Founders of this Chantry, the interaction of ritual and memorial.

untitled (14 of 129).jpg

I had a trip into Berkshire a few months ago and to Childrey, where the church is a complex building of extraordinary interest, with lots of medieval glass and numerous late medieval monumental brasses.

untitled (12 of 129).jpg

In the south transept, there is a fine early sixteenth-century monument of Purbeck marble which is built up against the north wall, with brasses still in place against the back of the monument.  It is in an extraordinary position and cuts into the arch that divides the transept from the nave, but appears to be in its original place.  The brasses show two figures: a man and a woman rising from the dead and they stand in their shrouds in two individual tomb chests. From their mouths are scrolls, both invoking the Holy Trinity for the salvation of their souls.

untitled (16 of 129).jpg

The man’s scroll reads:

‘Libera nos, salva nos, justifica nos, O beata Trinitas’

(Free us, save us, defend us, O blessed Trinity)

While the woman’s reads:

‘Sancta Trinitas unus Deus, misere nobis’

(Holy Trinity one God, have mercy on us).

There are no inscriptions on this monument and it is possible that there never where.

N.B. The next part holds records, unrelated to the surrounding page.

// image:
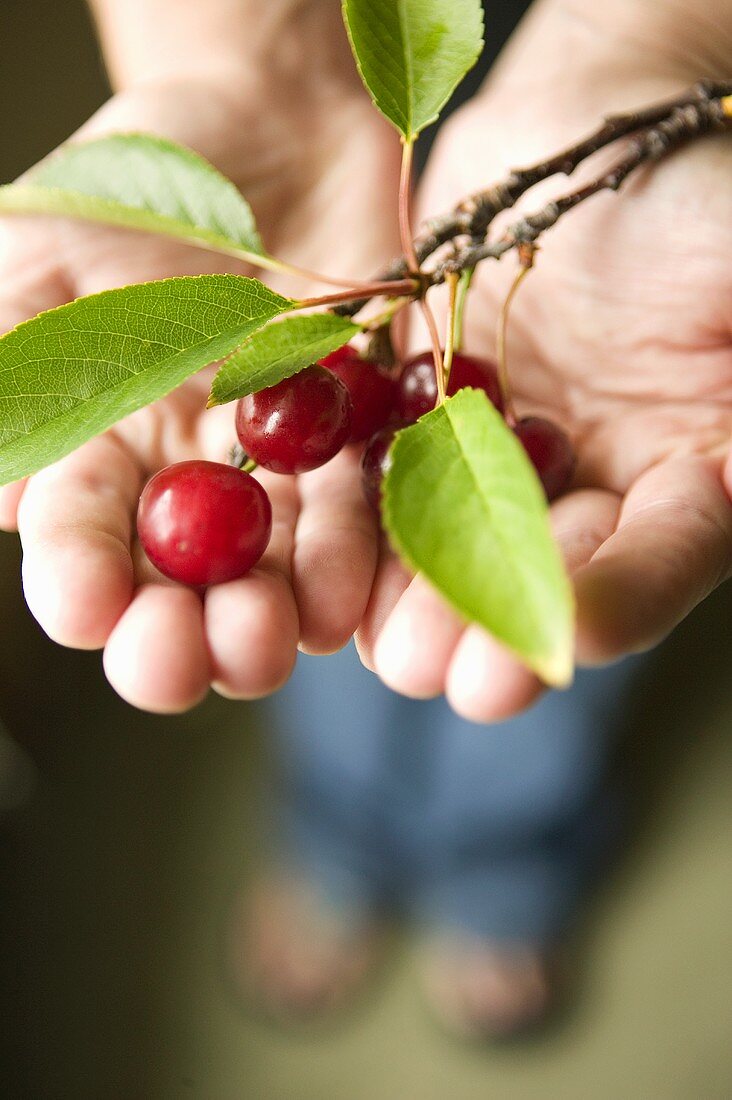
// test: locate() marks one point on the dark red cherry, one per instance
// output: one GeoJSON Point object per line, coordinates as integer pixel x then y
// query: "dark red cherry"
{"type": "Point", "coordinates": [204, 523]}
{"type": "Point", "coordinates": [297, 425]}
{"type": "Point", "coordinates": [417, 385]}
{"type": "Point", "coordinates": [372, 393]}
{"type": "Point", "coordinates": [550, 452]}
{"type": "Point", "coordinates": [375, 462]}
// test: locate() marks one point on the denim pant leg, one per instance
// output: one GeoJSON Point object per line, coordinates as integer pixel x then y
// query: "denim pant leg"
{"type": "Point", "coordinates": [335, 728]}
{"type": "Point", "coordinates": [521, 813]}
{"type": "Point", "coordinates": [489, 828]}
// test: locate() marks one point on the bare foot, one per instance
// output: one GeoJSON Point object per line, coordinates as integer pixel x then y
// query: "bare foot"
{"type": "Point", "coordinates": [480, 989]}
{"type": "Point", "coordinates": [296, 955]}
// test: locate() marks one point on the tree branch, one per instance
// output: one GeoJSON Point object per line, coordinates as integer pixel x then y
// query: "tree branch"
{"type": "Point", "coordinates": [655, 131]}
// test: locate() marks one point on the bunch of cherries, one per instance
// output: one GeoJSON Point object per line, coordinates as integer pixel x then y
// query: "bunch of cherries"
{"type": "Point", "coordinates": [205, 523]}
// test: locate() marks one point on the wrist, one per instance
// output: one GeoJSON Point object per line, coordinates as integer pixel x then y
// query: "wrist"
{"type": "Point", "coordinates": [630, 47]}
{"type": "Point", "coordinates": [282, 44]}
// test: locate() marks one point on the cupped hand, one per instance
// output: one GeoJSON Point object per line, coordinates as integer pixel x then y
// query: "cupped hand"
{"type": "Point", "coordinates": [320, 176]}
{"type": "Point", "coordinates": [622, 333]}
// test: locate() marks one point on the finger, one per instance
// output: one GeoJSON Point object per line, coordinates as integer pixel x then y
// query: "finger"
{"type": "Point", "coordinates": [391, 581]}
{"type": "Point", "coordinates": [416, 642]}
{"type": "Point", "coordinates": [156, 657]}
{"type": "Point", "coordinates": [29, 284]}
{"type": "Point", "coordinates": [252, 624]}
{"type": "Point", "coordinates": [672, 548]}
{"type": "Point", "coordinates": [75, 521]}
{"type": "Point", "coordinates": [9, 501]}
{"type": "Point", "coordinates": [336, 549]}
{"type": "Point", "coordinates": [484, 682]}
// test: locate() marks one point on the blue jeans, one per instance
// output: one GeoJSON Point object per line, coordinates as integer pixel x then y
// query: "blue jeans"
{"type": "Point", "coordinates": [492, 829]}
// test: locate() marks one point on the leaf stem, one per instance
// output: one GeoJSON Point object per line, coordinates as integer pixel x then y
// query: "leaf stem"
{"type": "Point", "coordinates": [463, 287]}
{"type": "Point", "coordinates": [526, 262]}
{"type": "Point", "coordinates": [405, 206]}
{"type": "Point", "coordinates": [383, 318]}
{"type": "Point", "coordinates": [452, 281]}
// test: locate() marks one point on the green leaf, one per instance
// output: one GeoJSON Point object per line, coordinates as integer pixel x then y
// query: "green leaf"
{"type": "Point", "coordinates": [140, 182]}
{"type": "Point", "coordinates": [277, 352]}
{"type": "Point", "coordinates": [412, 54]}
{"type": "Point", "coordinates": [73, 372]}
{"type": "Point", "coordinates": [463, 506]}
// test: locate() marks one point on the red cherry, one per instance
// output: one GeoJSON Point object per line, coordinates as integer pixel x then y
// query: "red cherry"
{"type": "Point", "coordinates": [297, 425]}
{"type": "Point", "coordinates": [375, 462]}
{"type": "Point", "coordinates": [373, 393]}
{"type": "Point", "coordinates": [550, 452]}
{"type": "Point", "coordinates": [417, 385]}
{"type": "Point", "coordinates": [204, 523]}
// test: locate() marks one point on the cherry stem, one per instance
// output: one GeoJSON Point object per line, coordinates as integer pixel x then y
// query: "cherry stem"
{"type": "Point", "coordinates": [437, 351]}
{"type": "Point", "coordinates": [389, 288]}
{"type": "Point", "coordinates": [280, 265]}
{"type": "Point", "coordinates": [526, 263]}
{"type": "Point", "coordinates": [452, 279]}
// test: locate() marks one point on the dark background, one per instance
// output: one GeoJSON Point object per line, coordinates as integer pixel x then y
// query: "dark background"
{"type": "Point", "coordinates": [117, 870]}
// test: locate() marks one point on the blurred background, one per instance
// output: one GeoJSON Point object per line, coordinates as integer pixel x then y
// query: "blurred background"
{"type": "Point", "coordinates": [135, 831]}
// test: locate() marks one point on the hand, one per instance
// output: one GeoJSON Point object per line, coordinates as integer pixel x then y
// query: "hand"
{"type": "Point", "coordinates": [306, 169]}
{"type": "Point", "coordinates": [622, 333]}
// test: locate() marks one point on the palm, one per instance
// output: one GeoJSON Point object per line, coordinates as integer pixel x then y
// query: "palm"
{"type": "Point", "coordinates": [85, 576]}
{"type": "Point", "coordinates": [622, 333]}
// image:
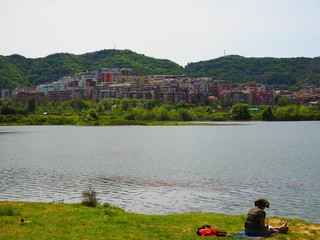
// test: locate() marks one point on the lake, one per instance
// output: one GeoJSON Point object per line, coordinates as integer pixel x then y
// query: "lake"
{"type": "Point", "coordinates": [221, 168]}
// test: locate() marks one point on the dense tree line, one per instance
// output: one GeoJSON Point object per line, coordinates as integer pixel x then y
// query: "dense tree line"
{"type": "Point", "coordinates": [141, 111]}
{"type": "Point", "coordinates": [18, 71]}
{"type": "Point", "coordinates": [284, 72]}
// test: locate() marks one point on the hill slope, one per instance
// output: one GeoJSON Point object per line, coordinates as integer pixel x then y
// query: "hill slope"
{"type": "Point", "coordinates": [285, 71]}
{"type": "Point", "coordinates": [16, 70]}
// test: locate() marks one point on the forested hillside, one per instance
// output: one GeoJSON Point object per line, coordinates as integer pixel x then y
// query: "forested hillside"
{"type": "Point", "coordinates": [18, 71]}
{"type": "Point", "coordinates": [280, 71]}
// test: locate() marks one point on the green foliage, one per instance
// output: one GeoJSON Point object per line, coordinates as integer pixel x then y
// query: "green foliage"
{"type": "Point", "coordinates": [7, 210]}
{"type": "Point", "coordinates": [267, 114]}
{"type": "Point", "coordinates": [281, 71]}
{"type": "Point", "coordinates": [75, 221]}
{"type": "Point", "coordinates": [31, 104]}
{"type": "Point", "coordinates": [142, 112]}
{"type": "Point", "coordinates": [89, 198]}
{"type": "Point", "coordinates": [18, 71]}
{"type": "Point", "coordinates": [284, 102]}
{"type": "Point", "coordinates": [240, 111]}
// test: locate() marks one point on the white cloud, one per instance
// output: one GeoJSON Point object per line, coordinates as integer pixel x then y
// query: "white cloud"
{"type": "Point", "coordinates": [182, 31]}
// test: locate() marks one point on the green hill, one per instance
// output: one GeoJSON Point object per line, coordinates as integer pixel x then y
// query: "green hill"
{"type": "Point", "coordinates": [16, 70]}
{"type": "Point", "coordinates": [281, 71]}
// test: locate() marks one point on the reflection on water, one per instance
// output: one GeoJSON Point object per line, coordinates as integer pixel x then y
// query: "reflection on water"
{"type": "Point", "coordinates": [159, 170]}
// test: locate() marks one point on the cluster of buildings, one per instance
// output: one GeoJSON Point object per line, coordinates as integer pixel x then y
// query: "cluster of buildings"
{"type": "Point", "coordinates": [119, 83]}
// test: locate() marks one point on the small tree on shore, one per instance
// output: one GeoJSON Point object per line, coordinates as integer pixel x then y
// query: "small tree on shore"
{"type": "Point", "coordinates": [90, 198]}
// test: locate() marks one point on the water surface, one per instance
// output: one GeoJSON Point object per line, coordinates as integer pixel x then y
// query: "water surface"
{"type": "Point", "coordinates": [168, 169]}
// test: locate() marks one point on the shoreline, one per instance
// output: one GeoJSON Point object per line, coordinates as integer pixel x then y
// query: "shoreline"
{"type": "Point", "coordinates": [75, 221]}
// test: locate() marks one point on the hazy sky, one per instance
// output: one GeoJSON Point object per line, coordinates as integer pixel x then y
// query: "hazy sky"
{"type": "Point", "coordinates": [180, 30]}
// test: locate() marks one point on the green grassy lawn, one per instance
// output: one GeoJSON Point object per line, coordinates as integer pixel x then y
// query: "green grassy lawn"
{"type": "Point", "coordinates": [74, 221]}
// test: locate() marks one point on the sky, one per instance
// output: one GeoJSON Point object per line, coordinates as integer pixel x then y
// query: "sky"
{"type": "Point", "coordinates": [183, 31]}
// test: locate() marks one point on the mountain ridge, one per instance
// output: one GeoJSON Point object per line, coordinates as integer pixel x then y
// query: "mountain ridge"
{"type": "Point", "coordinates": [19, 71]}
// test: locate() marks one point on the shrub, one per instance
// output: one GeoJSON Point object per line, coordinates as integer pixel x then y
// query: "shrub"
{"type": "Point", "coordinates": [89, 198]}
{"type": "Point", "coordinates": [6, 210]}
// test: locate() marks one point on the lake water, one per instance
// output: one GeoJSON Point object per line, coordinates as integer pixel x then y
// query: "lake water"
{"type": "Point", "coordinates": [168, 169]}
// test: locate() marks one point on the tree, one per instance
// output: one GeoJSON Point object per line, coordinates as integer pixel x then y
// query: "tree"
{"type": "Point", "coordinates": [31, 104]}
{"type": "Point", "coordinates": [267, 114]}
{"type": "Point", "coordinates": [240, 111]}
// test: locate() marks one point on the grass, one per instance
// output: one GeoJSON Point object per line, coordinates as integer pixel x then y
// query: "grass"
{"type": "Point", "coordinates": [75, 221]}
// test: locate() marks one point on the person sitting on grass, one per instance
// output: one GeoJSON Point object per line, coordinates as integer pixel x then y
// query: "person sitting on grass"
{"type": "Point", "coordinates": [255, 225]}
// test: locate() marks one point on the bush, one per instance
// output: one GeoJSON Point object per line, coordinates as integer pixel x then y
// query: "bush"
{"type": "Point", "coordinates": [90, 198]}
{"type": "Point", "coordinates": [6, 210]}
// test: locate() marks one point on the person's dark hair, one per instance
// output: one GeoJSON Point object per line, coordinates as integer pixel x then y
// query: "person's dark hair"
{"type": "Point", "coordinates": [261, 202]}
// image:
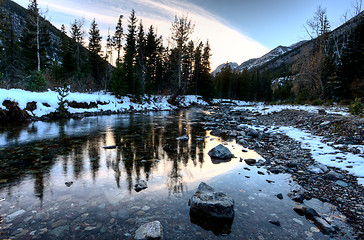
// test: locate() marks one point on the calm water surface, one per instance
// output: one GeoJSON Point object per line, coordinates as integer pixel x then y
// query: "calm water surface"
{"type": "Point", "coordinates": [58, 182]}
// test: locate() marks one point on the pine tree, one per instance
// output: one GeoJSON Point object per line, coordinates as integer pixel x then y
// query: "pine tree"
{"type": "Point", "coordinates": [351, 67]}
{"type": "Point", "coordinates": [9, 49]}
{"type": "Point", "coordinates": [141, 56]}
{"type": "Point", "coordinates": [67, 59]}
{"type": "Point", "coordinates": [35, 39]}
{"type": "Point", "coordinates": [181, 30]}
{"type": "Point", "coordinates": [130, 55]}
{"type": "Point", "coordinates": [205, 86]}
{"type": "Point", "coordinates": [94, 46]}
{"type": "Point", "coordinates": [187, 68]}
{"type": "Point", "coordinates": [77, 36]}
{"type": "Point", "coordinates": [118, 37]}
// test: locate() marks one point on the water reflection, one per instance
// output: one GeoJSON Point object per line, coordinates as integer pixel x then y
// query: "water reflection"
{"type": "Point", "coordinates": [72, 187]}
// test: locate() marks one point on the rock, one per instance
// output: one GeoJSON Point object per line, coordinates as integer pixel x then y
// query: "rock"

The only other identifying markers on the tomb are two shields, but we’ll come back to them in a minute.

As I was photographing this wonderful monument, I noticed that the edge of another brass could be seen appearing from under a carpet.  On top of the carpet was placed an electronic piano, two piano stools and a music stand!

untitled (9 of 129).jpg

I moved all this away, pulled up the carpet and it revealed another sixteenth-century brass, with an inscription and three shields. The shields on this brass were exactly the same as those on the Purbeck marble tomb, indicating that this was almost certainly a second monument to the same people.

untitled (10 of 129).jpg

The inscription identifies the people commemorated by these two monuments as William Fettiplace (died 1528) and his wife Elizabeth (died in 1516), who owned the Manor of Rampaynes opposite the church.  This was the ancestral seat of her Elizabeth’s family the Walronds and the transept contains monuments both to her Mother and her grandparents, which will the subject of a further post.  William and Elizabeth’s brass also has an interesting reference to the foundation of a perpetual chantry by them in the south transept where the tombs remain.  It says that William and Elizabeth were:

‘ffounders of this chauntery, founded in the honour of blessed Trinity, our Lady, and sent kateryn’.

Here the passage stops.